唐突ですが、JR南武線のなかでこの稿を書いてます。
清里に珍しい「蔵」がある。蔵の主は、Mr.Shio。
この蔵には、錠前がない。入ろうと思えば誰でもいつでも自由に入れる。
蔵に保管するくらいだから、さぞや重要なものが…とドキドキしながら足を踏み入れる。
まず、第一感。「蔵の大きさが不明」。無尽蔵とはこのこと?
そして、第二感。「収蔵物は雑多で不規則に投げ込まれている印象」。エントロピー極大?
第三感。試みにそのなかの一品を取り上げてみると、「う~ん、興味深い」。次々と手に取るものは、みな珠玉の逸品のよう!
そうなのだ。つまり、この蔵にある一見雑多に見えるものは、ひとつひとつに深い意味のあるもの、かつ、意味づけられ整理された貴重なものだったのだ。
え? 誰にとって? それはもちろん、所有者であるMr.Shioにとって…。

Mr.Shioは、この貴重な収蔵品を惜しげもなくひとに分け与えている。なぜなら、蔵の中にあるのは無体物である知的財産。無体物であるからいくら持っていかれても決して減ることはない。むしろ、Mr.Shioは、「へぇー、こんなの持っていくのかぁー」ということの方に興味があるようすら思われる。

所有者にとってはひとつひとつが意味を持つものと言った。
それは、ここに来て、それらを持ち出そうと企てるものたちにも言えることだ。
どうも、「オレを持っていけ!」と言う声が聞こえるような気がするものを持ち出していく。「オレを持っていけ!」と聞こえるのは、まさに持ち出すものの持つセンス(sense)。

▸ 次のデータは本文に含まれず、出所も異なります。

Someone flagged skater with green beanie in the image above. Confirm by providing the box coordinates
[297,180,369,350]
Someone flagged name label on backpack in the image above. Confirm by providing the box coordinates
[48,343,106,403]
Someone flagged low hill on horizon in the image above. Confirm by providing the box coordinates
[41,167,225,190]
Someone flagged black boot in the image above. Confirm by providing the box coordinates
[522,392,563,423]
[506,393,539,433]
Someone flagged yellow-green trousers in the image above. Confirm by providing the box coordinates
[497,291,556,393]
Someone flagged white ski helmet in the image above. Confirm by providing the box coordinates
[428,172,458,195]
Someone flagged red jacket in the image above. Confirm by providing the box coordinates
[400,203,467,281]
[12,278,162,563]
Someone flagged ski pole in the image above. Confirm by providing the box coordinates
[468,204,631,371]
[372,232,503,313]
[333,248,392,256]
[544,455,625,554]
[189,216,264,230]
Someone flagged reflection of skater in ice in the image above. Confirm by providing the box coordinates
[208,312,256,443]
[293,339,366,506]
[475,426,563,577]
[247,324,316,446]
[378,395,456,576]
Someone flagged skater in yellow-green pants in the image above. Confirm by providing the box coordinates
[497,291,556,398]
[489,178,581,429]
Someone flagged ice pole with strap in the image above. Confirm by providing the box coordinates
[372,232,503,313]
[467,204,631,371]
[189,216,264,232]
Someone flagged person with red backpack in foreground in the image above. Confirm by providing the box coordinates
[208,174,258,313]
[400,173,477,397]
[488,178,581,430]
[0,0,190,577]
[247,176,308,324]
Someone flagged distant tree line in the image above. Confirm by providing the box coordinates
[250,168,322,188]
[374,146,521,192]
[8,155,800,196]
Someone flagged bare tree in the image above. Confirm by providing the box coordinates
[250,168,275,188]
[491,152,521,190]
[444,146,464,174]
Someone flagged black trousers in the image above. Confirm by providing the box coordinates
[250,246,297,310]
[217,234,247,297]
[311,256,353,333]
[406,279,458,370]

汐見先生が専門研究分野として「教育学」「保育学」「教育人間学」を標榜し始められたころ、「人間学」というtechnical termは「流行りことば」のひとつのように思えた。私は、ひとりひとりがちがう「にんげん」を研究対象とすることを前提としたとき、「人間学」という領域が果たして学問として成り立ちうるのかという疑問と興味を同時に持っていた。

それから30年余りを経て、先生は、今まで「あたりまえ」とされていた17世紀以来のタテ割りの学問領域の呪縛をバラし、学問といえばすべてがphilosophia(哲学)であった、古代ギリシャからの「にんげんの営み」と「知」の変遷を跡づけながら、中世以降、専門領域化・ミクロ化されてしまった人間研究をもういちど束ね直し、体系化されようとしている――新しい学問体系にrebuildされようとしている――のではないかと思えるようになってきた。

まあ、そんな小難しい話はこの際どうでもよくて、出入り自由のこの蔵には、同じようなにおいのする人たちが、あたかもアリが砂糖に群がるようにやって来て、「日常語」で「自由に」保育やにんげんを語っている。(それが、非日常の場面で行われていることが少しく皮肉っぽくはあるのだけれど…)
Mr.Shioの真のねらいは実にそこにあったと思わざるを得ない。
くだんの蔵には、「脳ミソの凝りをほぐし、ばかばかしいほど自由な、、、時にはありえないような話ができる仲間をつなげたい」「つながったらつながったものどうしで、どうぞご自由になんでもやって!」というチャンスとヒントを知らんぷりして仕込んであるやも知れない。

これは日本型教育の問題の核心を突く、重大な企てだ。
「従来型の教育」ではない、発明的な発想による「にんげんの学びの場」の創造。それを新しい理にかなった方法で具体的に実現させるチャンスとヒントが、清里の「蔵」にはある。